Black-Eyed Pea Salad with Peaches and Pecans

Black-Eyed Pea Salad with Peaches and Pecans

I am going to miss summer with all its wonderful variety of fresh fruits and vegetables, so I am going to make the most of what time is left. Today, Laura and I had a very delicious and healthy salad made with fresh peaches, arugula and basil. The recipe by America’s Test Kitchen, Cooking Fresh, 2015, asks for frisée, but I used arugula, instead. Watercress would also make a great substitute. The proteins in this salad are black-eyed peas with some crunchiness from toasted, chopped pecans. The surprise flavor is from the finely chopped jalapeño pepper.
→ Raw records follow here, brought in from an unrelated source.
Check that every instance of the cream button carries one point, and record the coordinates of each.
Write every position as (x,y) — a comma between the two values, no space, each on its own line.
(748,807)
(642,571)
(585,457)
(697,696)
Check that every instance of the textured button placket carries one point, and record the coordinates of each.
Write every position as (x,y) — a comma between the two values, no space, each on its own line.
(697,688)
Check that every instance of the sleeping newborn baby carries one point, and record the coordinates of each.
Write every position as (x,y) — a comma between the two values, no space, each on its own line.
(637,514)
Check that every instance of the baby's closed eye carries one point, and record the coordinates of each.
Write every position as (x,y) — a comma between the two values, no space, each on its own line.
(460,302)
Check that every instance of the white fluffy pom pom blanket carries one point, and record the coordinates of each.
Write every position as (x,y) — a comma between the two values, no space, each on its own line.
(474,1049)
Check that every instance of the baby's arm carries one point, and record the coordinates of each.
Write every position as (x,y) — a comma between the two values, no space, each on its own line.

The salad was a hit with my daughter, who will be returning to college in just a few days. I’m going to miss my food critic!

Black-Eyed Pea Salad with Peaches and Pecans

Black-Eyed Pea Salad with Peaches and Pecans

Ingredients:

  • 1 teaspoon lime zest
  • 2½ tablespoons lime juice
  • 1 teaspoon organic honey
  • 1 small garlic clove, minced
  • Sea salt
  • Freshly ground pepper
  • 2 tablespoons organic extra-virgin olive oil
  • 2 (15 ounce) cans black-eyed peas, rinsed
  • 2 peaches, halved, pitted and chopped coarse
  • 3 ounces arugula, frisée, or watercress
  • ¼ cup red onion, finely chopped
  • ¼ cup pecans, toasted chopped
  • ¼ cup fresh basil leaves, torn into ½-inch pieces
  • 1 jalapeño pepper, stemmed, seeded and finely chopped

Directions:

  1. Whisk together lime zest, lime juice, honey, and garlic in a large bowl. Drizzle in olive oil, stirring constantly. Add salt and pepper to taste.
  2. Add peas, peaches, arugula, onion, pecans, basil and jalapeño to large bowl. Toss thoroughly. Add additional salt and pepper, if necessary. 4 to 6 servings.